Баду зашевелился, и мы отодвинулись друг от друга.

— Расскажи мне свою историю, — прошептал Ажулай из темноты.

Я немного помолчала, а потом заговорила.

Глава 36

Я постепенно просыпалась. Моя шея затекла, оттого что я склонила голову в угол кабины. Я повертела головой, глядя через лобовое стекло. Ветер утих, было уже утро.

Ажулай и Баду согнулись над маленьким костром; черный жестяной чайник стоял на куче горящего хвороста.

Я вышла из машины, осознавая, что между мной и Ажулаем образовалась тесная связь. И дело было не только в нашем поцелуе и поведанных нами друг другу историях наших жизней этой долгой ночью.

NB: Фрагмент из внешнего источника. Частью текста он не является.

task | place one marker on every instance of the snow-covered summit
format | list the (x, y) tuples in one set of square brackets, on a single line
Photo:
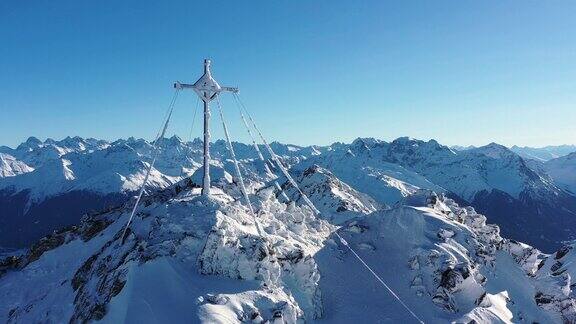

— Мы уже позавтракали, — сказал Ажулай, глядя, как я подхожу к костру. — Садись и поешь.

Он говорил как обычно, но то, как он смотрел на меня, сказало мне о многом.

— Ты брал с собой еду? — улыбнувшись, спросила я и неуклюже опустилась на землю — из-за больной ноги.

Ажулай указал на большой камень, на котором лежало одеяло. Я встала и села на него, признательная Ажулаю за заботу.

— Жители Марокко никогда не полагаются на погоду, — сказал он, улыбнувшись мне.

Можно было подумать, что мы обменялись шутками. Я вспомнила, как Мустафа и Азиз загружали провизию в багажник «ситроена». При помощи края своей чалмы Ажулай снял чайник с костра и вылил содержимое в жестяную банку, в которой, как я заметила, были измельченная мята и сахар. Затем, опять при помощи своей чалмы, он поставил банку на землю передо мной.

— Баду, дай Сидонии лепешку, — попросил он.

Баду дал мне кусок толстой лепешки, которую держал на коленях. Я отломила ломоть и окунула его в чай, чтобы размягчить. Я с аппетитом съела его весь, а когда чай достаточно остыл, выпила и его.

Баду играл галькой, собирая камешки в кучу и постукивая ими. Когда он посмотрел на меня, я улыбнулась, допивая свой чай.

— Твоим ногам не жарко, Сидония? — спросил он, и я вспомнила, что Зохра тоже интересовалась этим.

— Бывает жарко, — сказала я.

— Почему ты всегда носишь такие большие ботинки? Почему ты не носишь бабучи?

— Мне приходится. Эта нога, — я прикоснулась к правому колену, — плохо ходит без ботинка. — Я указала на утолщенную подошву. — Мне это необходимо, потому что эта нога короче другой.